Now a 56 year old with a huge mouse over his right eye and a totally purple socket has to answer for same if seen in public. Since it isn't necessary for me to come out of the swamp very often, not a big problem. Couldn't for a few days anyway as that was my good eye that was swollen shut. Besides, it's hard to flirt with the gals one has known for most of 3 decades when they ask what happened. They all know I've lived solo for the last decade and wouldn't accept "I talked back to the missus". Didn't play at all!
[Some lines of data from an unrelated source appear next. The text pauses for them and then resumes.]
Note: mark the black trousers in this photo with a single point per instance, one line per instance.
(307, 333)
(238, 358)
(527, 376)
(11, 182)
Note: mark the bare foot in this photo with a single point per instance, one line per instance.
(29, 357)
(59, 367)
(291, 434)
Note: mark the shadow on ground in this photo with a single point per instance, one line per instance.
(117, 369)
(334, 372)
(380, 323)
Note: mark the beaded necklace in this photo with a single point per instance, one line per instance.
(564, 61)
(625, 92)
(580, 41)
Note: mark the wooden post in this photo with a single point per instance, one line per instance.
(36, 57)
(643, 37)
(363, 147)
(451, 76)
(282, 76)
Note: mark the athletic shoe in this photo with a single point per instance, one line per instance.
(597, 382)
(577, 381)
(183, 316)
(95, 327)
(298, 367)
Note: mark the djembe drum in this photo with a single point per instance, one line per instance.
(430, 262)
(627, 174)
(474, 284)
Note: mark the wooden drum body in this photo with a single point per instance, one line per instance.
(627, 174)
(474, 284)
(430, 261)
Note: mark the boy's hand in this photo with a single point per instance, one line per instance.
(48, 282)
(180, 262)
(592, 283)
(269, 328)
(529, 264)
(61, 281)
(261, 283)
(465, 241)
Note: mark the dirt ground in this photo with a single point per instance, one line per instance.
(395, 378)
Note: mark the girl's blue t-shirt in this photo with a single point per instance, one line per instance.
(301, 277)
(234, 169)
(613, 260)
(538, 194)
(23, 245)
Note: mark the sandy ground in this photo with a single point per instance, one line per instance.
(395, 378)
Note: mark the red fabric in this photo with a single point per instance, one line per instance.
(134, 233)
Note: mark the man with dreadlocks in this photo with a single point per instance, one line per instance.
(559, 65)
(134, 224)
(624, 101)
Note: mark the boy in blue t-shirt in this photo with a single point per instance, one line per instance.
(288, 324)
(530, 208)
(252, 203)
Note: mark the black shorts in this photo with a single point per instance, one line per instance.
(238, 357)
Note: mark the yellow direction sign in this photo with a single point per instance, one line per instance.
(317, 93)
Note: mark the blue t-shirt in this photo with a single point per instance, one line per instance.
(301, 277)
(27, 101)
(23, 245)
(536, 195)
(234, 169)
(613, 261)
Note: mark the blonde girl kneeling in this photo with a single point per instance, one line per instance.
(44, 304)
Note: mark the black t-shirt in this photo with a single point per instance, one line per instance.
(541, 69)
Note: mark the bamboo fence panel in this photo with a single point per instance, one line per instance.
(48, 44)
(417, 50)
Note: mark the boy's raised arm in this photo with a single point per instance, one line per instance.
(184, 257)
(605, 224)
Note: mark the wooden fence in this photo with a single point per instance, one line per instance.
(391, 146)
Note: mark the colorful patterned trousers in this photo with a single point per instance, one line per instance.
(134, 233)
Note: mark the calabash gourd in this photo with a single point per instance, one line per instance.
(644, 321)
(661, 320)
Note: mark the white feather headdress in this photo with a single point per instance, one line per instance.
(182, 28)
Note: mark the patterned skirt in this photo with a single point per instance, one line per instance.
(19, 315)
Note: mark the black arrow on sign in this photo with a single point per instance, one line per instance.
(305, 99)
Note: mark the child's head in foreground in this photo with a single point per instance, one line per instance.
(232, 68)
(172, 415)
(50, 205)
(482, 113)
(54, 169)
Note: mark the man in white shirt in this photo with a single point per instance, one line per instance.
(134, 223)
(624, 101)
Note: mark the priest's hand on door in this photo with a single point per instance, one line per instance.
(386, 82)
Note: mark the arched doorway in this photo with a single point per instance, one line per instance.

Tomorrow might prove interesting. In 1999, I started rebuilding the second story of the shop as a studio apartment I would have liked to have had back when I was a starving student, far from home. Bits and pieces of fine old times. Rented it very briefly in March this year. Total disaster. I very badly need some income and I've advertized the place in the local mullet wrapper beginning tomorrow. If you are interested in viewing a rather old web site about the joint, it is still available here. The site seems to not render properly with Firefox 2.0.

Time to see if I can recall my login name and password for blogspot. Got some political crap that needs yarfing before next Tuesday. Got 3 very nice stories that need a bit of polish (got too much happy smug in 'em, good people! ;o).